Neue Videos und Live-Streams unterbindet die gerade bei Jugendlichen beliebte App TikTok. Der Messengerdienst soll allerdings nicht davon betroffen sein.
Auch zurückgezogen haben sich Dell, Samsung, Airbnb, SAP, Oracle, Intel, Ericsson und Nokia.
Energie
Der britische Energiekonzern BP hielt bislang rund 20 Prozent am russischen Ölkonzern Rosneft, die er nun veräußern will. Der Mitbewerber Shell hat sämtliche Tankstellen in Russland geschlossen und will kein Erdöl und Gas mehr aus Russland kaufen, bestehende Verträge sollen auslaufen und gemeinsame Projekte mit Gazprom beendet werden. Gleiches gilt für den US-Konzern ExxonMobil, Total aus Frankreich und Equinor aus Norwegen. OMV aus Österreich wollte sich an einem Gasfeldprojekt von Gazprom beteiligen, davon sieht das Unternehmen nun ab. Auch der Energiekonzern Uniper will nicht mehr in Russland investieren, ebenso wie Orsted, ENI, Wintershall Dea und Fortum.
Industrie
Neugeschäfte in Russland wollen Siemens Energy und der ehemalige Mutterkonzern Siemens einstellen. Letzterer stellt zudem Lieferungen in das Land ein, Service- und Wartungsarbeiten sollen aber fortgesetzt werden.

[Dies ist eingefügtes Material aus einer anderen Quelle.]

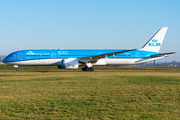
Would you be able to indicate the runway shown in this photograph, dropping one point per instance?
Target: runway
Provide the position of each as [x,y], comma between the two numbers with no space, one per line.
[87,71]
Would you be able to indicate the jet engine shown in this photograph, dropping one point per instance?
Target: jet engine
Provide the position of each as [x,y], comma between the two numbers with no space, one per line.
[71,63]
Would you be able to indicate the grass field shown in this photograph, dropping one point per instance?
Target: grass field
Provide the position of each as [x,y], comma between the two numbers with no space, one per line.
[90,95]
[54,68]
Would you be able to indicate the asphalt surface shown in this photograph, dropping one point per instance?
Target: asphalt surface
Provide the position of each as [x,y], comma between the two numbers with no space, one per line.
[90,71]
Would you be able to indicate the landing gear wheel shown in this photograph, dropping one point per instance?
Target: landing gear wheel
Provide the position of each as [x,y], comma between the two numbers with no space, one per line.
[87,69]
[91,69]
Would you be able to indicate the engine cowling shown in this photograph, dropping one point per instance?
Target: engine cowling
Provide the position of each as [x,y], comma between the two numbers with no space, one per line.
[71,63]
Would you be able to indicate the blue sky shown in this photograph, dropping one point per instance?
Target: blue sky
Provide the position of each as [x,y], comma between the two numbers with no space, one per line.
[123,24]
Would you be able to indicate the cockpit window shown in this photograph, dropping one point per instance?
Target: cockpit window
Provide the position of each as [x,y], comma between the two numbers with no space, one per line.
[9,55]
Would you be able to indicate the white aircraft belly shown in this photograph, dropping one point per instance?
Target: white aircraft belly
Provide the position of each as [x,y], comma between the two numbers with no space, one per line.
[38,62]
[120,61]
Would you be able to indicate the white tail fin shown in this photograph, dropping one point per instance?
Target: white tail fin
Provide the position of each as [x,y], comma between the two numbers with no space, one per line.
[155,43]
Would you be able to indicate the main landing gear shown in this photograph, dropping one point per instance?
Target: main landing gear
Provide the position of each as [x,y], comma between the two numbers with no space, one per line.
[87,69]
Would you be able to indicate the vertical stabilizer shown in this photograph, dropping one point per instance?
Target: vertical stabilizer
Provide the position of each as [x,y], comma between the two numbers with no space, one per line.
[155,43]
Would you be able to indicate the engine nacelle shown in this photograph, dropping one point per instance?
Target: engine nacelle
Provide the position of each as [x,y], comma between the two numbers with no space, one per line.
[70,63]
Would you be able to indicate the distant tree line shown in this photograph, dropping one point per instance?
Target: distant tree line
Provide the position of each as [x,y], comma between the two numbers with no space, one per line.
[2,57]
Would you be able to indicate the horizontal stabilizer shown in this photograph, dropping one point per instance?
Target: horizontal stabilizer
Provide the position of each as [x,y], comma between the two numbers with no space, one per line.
[155,43]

Knorr-Bremse, das Lkw- und Zugbremsen herstellt, beendet das Gemeinschaftsunternehmen mit Kamaz und stoppt Exporte nach Russland – da nicht ausgeschlossen werden könne, dass diese für militärische Zwecke eingesetzt würden. Auch zurückziehen werden sich ABB, Sulzer und Sandvik.
Der Kölner Motorenbauer Deutz hat seine Lieferungen ebenfalls komplett eingestellt. Das Geschäft in Russland und der Ukraine habe zusammen ein Volumen von weniger als 20 Millionen Euro ausgemacht. Geliefert worden seien Motoren, zudem habe es ein Servicegeschäft gegeben. Ware vor Ort werde noch abverkauft, sagt Sprecher Christian Ludwig. Neugeschäft gebe es keines mehr.
Finanzen
Die drei weltgrößten Kreditkartenanbieter Visa, Mastercard und American Express beenden ihre Aktivitäten in Russland: von russischen Banken ausgestellte Karten funktionieren nur noch im Land selbst, ausländische Karten funktionieren gar nicht mehr. Auch der Zahlungsdienstleister PayPal stoppt sämtliche Dienste in dem Land.

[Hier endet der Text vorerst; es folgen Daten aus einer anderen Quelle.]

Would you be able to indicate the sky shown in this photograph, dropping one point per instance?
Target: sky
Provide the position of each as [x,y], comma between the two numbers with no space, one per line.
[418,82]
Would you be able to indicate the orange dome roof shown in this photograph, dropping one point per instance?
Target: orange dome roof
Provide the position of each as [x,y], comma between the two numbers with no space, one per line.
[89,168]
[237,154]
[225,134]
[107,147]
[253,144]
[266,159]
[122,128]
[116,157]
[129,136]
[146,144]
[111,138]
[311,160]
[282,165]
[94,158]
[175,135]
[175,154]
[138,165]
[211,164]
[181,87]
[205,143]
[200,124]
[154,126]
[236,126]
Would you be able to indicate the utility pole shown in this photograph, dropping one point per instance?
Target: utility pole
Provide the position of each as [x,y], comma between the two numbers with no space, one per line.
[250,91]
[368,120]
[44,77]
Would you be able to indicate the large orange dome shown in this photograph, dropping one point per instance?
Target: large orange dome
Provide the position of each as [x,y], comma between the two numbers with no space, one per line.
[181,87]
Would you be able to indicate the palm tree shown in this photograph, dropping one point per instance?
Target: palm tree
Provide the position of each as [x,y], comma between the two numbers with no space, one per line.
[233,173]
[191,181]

Die Wirtschaftsprüfer KPMG und PwC verabschieden sich vollständig von ihrem Russland-Geschäft, bisherige Mitgliedsunternehmen würden aus den globalen Verbünden ausscheiden. Nicht mehr in Russland investieren wollen die Fondsgesellschaft DWS und Union Investment, alle Geschäfte stoppen wollen die US-Ratingagentur Fitch und die Bank Nordea. HSBC will zumindest die Zusammenarbeit mit russischen Banken zurückfahren.
Logistik
UPS, FedEx, die Deutsche-Post-Tochter DHL und die Deutsche-Bahn-Tochter DB Schenker liefern keine Sendungen mehr nach Russland. Die dänische Reederei Maersk stoppt Container-Schifffahrten nach Russland und auch Hapag-Lloyd fährt zunächst nicht mehr in das Land sowie in die Ukraine. Die Schweizer von Kühne + Nagel liefern nur noch Pharma-, Gesundheits- und humanitäre Transporte.
Luftfahrt
Wegen der Beschränkung des Luftraums fliegt die Lufthansa Russland nicht mehr an, die Technik-Tochter hat zudem sämtliche Service-Leistungen eingestellt. Auch die Flugzeughersteller Airbus, Boeing und Bombardier stellen ihre Lieferungen an russische Fluggesellschaften ein. Die Zusammenarbeit mit dem Land stoppen der Flugzeugleaser Aercap Holdings und die Buchungssystemanbieter Sabre und Amadeus IT Group. Der Flughafenbetreiber Fraport lässt seine Aktivitäten in St. Petersburg ruhen.